Ash Shaykh 'Abd Ul Qâdir Al Jîlânî Al Hambalî (qu'Allâh l'agrée) a dit à propos de cela :
« Al Fudayl Ibn 'Iyâd (qu'Allâh lui fasse miséricorde) avait pour habitude, en rencontrant Sufyân Ath Thawrî, de lui dire : « Viens afin que nous pleurions devant la Science d'Allâh (qu'Il soit exalté et magnifié) à notre sujet. »
Quelle belle parole ! C'est une parole d'un homme qui connaît Allâh (qu'Il soit magnifié et exalté) et qui sait les choses, à Son sujet, et au sujet de Son Agissement absolu. Mais quelle est cette Science Divine à laquelle il fait allusion ? C'est celle que désigne cette Parole Divine : « Ceux-ci pour le Paradis, et Je ne m'en soucie guère ; et ceux-là pour l'Enfer, et Je ne m'en soucie guère. »
Or Al Fudayl a regardé les deux groupes mêlés ensembles, et il ne sait pas duquel des deux il fait partie. C'est dire que les Saints ne se fient pas à ce qui est manifeste de leurs oeuvres. Car les oeuvres comptent selon ce qui est accompli à leur fin ultime. »

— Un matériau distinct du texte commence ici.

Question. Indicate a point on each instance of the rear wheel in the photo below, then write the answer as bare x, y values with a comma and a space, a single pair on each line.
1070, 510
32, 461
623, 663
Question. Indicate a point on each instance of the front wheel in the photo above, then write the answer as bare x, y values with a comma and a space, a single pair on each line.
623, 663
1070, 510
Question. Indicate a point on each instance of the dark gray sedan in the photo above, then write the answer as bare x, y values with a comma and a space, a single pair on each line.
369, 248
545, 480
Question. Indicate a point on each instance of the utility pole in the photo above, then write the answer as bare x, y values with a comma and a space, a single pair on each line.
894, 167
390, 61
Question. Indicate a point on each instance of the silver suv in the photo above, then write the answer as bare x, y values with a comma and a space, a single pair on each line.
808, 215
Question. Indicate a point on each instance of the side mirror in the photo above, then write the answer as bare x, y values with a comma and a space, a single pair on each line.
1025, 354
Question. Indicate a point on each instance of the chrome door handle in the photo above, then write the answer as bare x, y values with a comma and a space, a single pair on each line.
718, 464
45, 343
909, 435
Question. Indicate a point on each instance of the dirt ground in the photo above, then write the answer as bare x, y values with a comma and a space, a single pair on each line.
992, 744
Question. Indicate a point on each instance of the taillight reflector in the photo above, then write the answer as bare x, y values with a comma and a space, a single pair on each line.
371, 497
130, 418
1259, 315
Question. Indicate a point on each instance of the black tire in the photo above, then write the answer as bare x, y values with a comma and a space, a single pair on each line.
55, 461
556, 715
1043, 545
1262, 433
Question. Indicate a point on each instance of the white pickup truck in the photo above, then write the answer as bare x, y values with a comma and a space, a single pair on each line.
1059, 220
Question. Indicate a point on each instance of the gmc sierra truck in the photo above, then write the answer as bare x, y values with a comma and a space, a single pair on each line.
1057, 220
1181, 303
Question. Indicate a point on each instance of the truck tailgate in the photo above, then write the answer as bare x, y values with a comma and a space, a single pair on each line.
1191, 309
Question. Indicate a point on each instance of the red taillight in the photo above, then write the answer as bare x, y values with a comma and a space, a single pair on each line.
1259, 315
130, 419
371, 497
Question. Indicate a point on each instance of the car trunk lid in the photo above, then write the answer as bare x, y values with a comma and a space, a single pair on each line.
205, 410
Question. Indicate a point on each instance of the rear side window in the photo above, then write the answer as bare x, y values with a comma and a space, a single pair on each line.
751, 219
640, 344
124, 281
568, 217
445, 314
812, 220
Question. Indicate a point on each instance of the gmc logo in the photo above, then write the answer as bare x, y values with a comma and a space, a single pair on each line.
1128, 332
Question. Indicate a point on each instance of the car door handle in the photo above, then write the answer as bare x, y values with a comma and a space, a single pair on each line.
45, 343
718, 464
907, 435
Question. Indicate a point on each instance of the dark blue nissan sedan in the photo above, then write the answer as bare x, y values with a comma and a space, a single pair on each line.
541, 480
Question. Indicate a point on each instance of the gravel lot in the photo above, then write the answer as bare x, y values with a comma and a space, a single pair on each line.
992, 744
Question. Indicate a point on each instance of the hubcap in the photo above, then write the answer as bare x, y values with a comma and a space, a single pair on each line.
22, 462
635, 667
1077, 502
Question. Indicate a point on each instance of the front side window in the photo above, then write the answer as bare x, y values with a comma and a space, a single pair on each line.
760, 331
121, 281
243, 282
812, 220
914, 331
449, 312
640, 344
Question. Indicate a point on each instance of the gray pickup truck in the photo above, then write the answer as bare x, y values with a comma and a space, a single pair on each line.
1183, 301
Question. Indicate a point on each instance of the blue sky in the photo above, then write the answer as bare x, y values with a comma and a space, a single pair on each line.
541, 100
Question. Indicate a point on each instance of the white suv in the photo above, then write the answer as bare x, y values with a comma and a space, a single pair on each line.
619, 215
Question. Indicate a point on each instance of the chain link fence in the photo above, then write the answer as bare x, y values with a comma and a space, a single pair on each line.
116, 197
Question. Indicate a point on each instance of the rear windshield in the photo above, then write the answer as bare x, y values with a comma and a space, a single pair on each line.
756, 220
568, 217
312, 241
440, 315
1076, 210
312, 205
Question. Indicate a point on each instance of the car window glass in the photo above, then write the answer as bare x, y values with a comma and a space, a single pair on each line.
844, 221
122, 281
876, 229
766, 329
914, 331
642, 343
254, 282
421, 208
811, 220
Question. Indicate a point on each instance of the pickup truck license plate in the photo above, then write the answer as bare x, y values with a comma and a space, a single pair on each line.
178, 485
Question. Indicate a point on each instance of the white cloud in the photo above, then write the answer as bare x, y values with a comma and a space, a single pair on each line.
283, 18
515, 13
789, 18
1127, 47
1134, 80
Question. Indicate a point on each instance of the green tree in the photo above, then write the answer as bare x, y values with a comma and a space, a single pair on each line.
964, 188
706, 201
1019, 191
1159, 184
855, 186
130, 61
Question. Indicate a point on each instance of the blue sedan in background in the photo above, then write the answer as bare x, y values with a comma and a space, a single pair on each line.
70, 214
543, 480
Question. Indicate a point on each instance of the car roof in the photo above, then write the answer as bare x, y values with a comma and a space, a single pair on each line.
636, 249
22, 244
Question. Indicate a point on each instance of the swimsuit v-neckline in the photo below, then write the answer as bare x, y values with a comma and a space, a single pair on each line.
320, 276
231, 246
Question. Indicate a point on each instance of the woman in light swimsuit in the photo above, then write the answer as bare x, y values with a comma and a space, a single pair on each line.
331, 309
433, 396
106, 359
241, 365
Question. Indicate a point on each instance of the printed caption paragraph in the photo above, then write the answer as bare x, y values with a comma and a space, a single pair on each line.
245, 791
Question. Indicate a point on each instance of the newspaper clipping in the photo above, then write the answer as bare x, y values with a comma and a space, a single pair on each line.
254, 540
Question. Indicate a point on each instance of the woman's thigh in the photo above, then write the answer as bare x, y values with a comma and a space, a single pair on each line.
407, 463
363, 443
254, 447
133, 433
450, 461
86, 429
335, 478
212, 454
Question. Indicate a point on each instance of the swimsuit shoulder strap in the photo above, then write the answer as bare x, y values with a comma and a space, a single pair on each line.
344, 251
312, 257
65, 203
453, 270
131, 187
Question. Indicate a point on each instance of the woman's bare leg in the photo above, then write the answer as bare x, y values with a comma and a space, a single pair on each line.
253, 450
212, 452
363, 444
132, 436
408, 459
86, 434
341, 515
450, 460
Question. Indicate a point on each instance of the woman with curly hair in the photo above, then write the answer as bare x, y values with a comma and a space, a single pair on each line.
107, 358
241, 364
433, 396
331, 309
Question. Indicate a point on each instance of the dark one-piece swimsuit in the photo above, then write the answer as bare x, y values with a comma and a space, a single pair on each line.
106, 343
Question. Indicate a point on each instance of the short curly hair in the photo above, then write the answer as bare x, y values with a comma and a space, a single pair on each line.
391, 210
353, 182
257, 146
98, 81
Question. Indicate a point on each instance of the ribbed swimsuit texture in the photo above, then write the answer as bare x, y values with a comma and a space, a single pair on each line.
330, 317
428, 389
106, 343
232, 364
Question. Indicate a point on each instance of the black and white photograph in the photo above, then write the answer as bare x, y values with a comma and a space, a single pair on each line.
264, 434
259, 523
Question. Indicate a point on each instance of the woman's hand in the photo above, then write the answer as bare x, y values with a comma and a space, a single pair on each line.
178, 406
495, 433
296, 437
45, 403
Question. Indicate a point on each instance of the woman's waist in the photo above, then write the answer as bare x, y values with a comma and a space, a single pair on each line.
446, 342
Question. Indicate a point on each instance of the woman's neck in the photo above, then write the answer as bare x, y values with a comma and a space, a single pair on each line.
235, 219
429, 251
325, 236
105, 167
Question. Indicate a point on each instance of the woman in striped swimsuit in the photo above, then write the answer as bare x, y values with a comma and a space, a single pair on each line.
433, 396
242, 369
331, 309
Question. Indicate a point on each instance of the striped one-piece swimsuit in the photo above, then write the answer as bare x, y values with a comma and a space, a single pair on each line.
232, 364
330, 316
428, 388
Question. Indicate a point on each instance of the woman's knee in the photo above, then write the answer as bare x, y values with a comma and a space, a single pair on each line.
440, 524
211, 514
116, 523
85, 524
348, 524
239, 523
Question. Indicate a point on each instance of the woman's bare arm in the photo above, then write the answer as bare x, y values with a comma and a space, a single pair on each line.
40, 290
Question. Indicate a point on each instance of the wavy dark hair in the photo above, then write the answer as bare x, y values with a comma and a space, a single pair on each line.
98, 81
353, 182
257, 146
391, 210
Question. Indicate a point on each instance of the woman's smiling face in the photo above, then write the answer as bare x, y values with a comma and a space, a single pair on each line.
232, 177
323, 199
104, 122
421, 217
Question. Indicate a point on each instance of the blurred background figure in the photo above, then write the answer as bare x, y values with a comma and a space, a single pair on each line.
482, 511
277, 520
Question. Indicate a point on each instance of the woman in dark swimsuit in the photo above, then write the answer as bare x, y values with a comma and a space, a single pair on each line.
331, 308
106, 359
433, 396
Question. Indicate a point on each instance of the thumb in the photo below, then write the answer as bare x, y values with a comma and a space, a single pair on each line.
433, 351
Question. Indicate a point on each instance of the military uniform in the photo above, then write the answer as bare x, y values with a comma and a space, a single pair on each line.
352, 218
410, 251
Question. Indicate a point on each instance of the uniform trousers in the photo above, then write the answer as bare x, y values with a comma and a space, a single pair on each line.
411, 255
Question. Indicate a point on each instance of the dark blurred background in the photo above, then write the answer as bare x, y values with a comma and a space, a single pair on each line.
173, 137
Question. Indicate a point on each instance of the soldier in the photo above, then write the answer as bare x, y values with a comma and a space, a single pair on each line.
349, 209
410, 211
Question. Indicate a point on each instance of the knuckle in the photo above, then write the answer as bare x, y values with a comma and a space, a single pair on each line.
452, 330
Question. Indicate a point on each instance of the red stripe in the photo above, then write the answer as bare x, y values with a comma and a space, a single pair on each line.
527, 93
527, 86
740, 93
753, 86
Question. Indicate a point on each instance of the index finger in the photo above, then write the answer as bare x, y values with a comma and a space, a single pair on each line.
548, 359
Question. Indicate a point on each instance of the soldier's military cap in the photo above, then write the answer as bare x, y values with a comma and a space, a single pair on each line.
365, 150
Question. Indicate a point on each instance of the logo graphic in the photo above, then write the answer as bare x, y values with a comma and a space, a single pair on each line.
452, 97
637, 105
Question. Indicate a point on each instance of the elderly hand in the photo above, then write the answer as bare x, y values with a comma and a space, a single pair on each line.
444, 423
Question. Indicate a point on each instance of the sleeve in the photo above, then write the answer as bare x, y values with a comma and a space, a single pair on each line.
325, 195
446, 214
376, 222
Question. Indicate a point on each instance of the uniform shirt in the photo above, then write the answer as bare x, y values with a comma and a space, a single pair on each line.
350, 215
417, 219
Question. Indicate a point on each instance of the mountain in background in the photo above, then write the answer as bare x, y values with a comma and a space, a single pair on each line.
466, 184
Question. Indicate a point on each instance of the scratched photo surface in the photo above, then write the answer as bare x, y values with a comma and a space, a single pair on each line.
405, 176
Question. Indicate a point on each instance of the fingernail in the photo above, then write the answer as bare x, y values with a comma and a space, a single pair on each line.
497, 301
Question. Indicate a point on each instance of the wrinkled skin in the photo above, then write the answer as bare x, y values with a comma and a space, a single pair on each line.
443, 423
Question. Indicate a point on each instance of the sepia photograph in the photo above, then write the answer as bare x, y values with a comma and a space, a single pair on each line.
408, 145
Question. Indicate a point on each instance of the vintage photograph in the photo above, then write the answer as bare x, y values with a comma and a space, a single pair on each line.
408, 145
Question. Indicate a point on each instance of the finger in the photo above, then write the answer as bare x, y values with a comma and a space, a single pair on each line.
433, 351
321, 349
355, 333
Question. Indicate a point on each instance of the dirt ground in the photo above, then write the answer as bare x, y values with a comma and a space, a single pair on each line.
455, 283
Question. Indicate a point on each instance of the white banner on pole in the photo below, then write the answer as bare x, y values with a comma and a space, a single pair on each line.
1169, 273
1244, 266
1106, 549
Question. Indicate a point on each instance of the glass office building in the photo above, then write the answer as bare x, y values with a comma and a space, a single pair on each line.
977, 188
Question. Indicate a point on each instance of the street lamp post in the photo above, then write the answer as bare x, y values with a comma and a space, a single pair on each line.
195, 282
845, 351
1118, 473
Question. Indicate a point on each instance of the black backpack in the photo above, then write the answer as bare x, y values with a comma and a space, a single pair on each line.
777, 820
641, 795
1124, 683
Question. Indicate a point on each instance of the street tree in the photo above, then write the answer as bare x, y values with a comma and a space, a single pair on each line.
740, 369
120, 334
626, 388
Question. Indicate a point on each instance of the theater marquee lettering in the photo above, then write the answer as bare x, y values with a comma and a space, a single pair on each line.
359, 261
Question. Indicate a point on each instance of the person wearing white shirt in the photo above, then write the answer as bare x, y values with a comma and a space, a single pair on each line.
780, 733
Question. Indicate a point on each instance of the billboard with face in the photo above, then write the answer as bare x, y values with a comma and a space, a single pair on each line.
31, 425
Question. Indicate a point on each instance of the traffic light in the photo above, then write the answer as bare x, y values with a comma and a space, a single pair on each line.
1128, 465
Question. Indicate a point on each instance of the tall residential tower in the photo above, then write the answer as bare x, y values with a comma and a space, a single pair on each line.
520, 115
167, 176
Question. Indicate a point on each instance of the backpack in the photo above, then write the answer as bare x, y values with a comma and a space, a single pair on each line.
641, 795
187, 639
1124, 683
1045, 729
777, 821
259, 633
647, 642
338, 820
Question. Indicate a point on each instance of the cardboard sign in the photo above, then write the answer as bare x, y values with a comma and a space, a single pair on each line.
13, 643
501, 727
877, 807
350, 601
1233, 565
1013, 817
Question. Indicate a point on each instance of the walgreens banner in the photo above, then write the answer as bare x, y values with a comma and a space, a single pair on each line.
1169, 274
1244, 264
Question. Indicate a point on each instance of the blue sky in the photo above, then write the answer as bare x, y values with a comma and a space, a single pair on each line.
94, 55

Il a dit aussi (qu'Allâh l'agrée) : « Ton nom est pécheur. Ton nom demain sera celui de quelqu'un qui rend les comptes, qui est interrogé. Dans ta tombe, tu es un réprouvé, tu ne sais pas si tu fais partie des gens de l'Enfer ou de ceux du Paradis. Ton issue est incertaine. Aussi, ne te fie pas à ton état. Tu ne sais pas quel sera ton nom demain. »
Source : Al Fath Ur Rabbânî du Shaykh 'Abd Ul Qâdir Al Jîlânî (qu'Allâh l'agrée).
Al Ikhwân Ut Tawhîd.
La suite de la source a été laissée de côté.